DALLAS TWP. — For Tony Casagrande, the parking lot of Dallas High School provided a perfect venue Sunday to place his prized 1953 Chevrolet on public view — other than driving it around town, that is.
Casagrande, of Plains Township, was one of over 100 people who displayed their antique autos and trucks at a benefit show conducted by the student Economics Club of Dallas. Overall, Collin Pertl, club president, said 105 cars were exhibited. Pertl was assisted at the award festivities by advisers Tom Gilroy and Dennis Garvey.
“I drive this car all the time in spring and summer,” Casagrande said, ” But come October it goes in the garage. It doesn’t come out when the weather’s bad.”
That’s because, Casagrande pointed out, the ‘53 four-door BelAir, has been totally repainted to the two-tone trend of ’50s — woodland green and campus cream. A majority of the chrome has also been replaced and a spare tire package added to the trunk area. The engine has been totally reworked, Casagrande said. It has 235 horsepower with a standard four-speed manual transmission.
Casagrande said he found the car through a newspaper advertisement. He purchased it from a man in Biglersville for $5,000. Ironically, in the trunk after bringing the car to Plains, he discovered an original invoice stating that the car was purchased for $2,050 on August 7, 1953 by a Scranton resident, George Watkins.
For the most part, Casagrande said he and his wife drive the car to destinations in the Poconos and Macungee. “There is no air conditioning, so like back in the ‘50 we just roll down the windows and let the air blow in.”
The radio, which is an older vacuum tube type, still operates, although he confessed, “It’s hard to find fifties music.”
Casagrande who said he is a U.S. Army Signal Corps veteran and a retired salesman, said that much of the restoration and maintenance is the work of his buddy Joe Ferack, of Plains.
Casagrande added that at times on the open road, he had the 63-year-old car traveling at 70 MPH. And, he added that if anyone has an interest in a ‘53, the car might be purchased for about $15,000.

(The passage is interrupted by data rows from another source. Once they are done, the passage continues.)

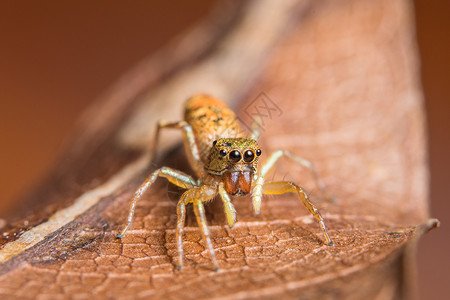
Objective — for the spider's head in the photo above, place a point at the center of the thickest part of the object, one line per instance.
(235, 160)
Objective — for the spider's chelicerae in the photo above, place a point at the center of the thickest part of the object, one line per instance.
(226, 163)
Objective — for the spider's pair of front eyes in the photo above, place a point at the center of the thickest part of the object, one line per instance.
(235, 156)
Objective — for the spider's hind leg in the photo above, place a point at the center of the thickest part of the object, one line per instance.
(282, 187)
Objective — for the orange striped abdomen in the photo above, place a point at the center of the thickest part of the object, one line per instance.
(210, 119)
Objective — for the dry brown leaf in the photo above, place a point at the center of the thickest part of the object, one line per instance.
(344, 78)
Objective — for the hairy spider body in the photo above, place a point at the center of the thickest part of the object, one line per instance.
(225, 163)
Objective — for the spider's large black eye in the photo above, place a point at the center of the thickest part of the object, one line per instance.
(249, 156)
(235, 156)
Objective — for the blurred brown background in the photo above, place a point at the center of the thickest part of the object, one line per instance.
(56, 58)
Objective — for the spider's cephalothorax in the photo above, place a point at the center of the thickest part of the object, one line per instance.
(225, 163)
(235, 160)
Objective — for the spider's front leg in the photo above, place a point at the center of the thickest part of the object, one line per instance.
(174, 176)
(261, 187)
(196, 196)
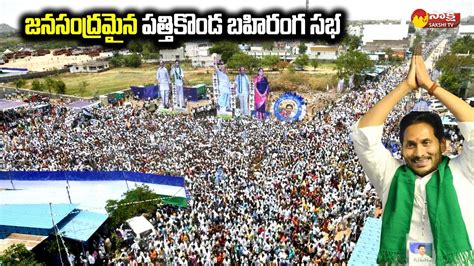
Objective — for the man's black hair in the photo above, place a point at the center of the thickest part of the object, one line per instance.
(429, 118)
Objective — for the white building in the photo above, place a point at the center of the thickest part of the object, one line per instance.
(384, 32)
(378, 37)
(171, 55)
(322, 52)
(465, 30)
(91, 67)
(199, 54)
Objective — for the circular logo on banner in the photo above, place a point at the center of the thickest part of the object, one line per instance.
(289, 107)
(419, 18)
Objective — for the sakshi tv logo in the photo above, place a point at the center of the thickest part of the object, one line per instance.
(422, 19)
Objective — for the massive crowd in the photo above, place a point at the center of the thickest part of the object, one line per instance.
(289, 193)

In discussing the Economics Club, Gilroy pointed out that Dallas is only one of two such organizations at a high school level — the other is in Hawaii. Overall, the club consists of 26 members. An associated aspect of its activities includes stock market investing, Gilroy said. This year, Gilroy added, Dallas’ investments yielded 8.7 percent.
In the “Best of Show” judging, awards went to: Gene Markley best of MOPAR, a 1966 Dodge Coronet; Mike Tkatch, best of Ford, a 1932 Ford Hiboy; Joe Alexander, best of truck, 1965 Chevrolet; Mike Sober, best of GM, 1967 Chevy Nova and Sam Tefee, best import, a 2004 Lotus.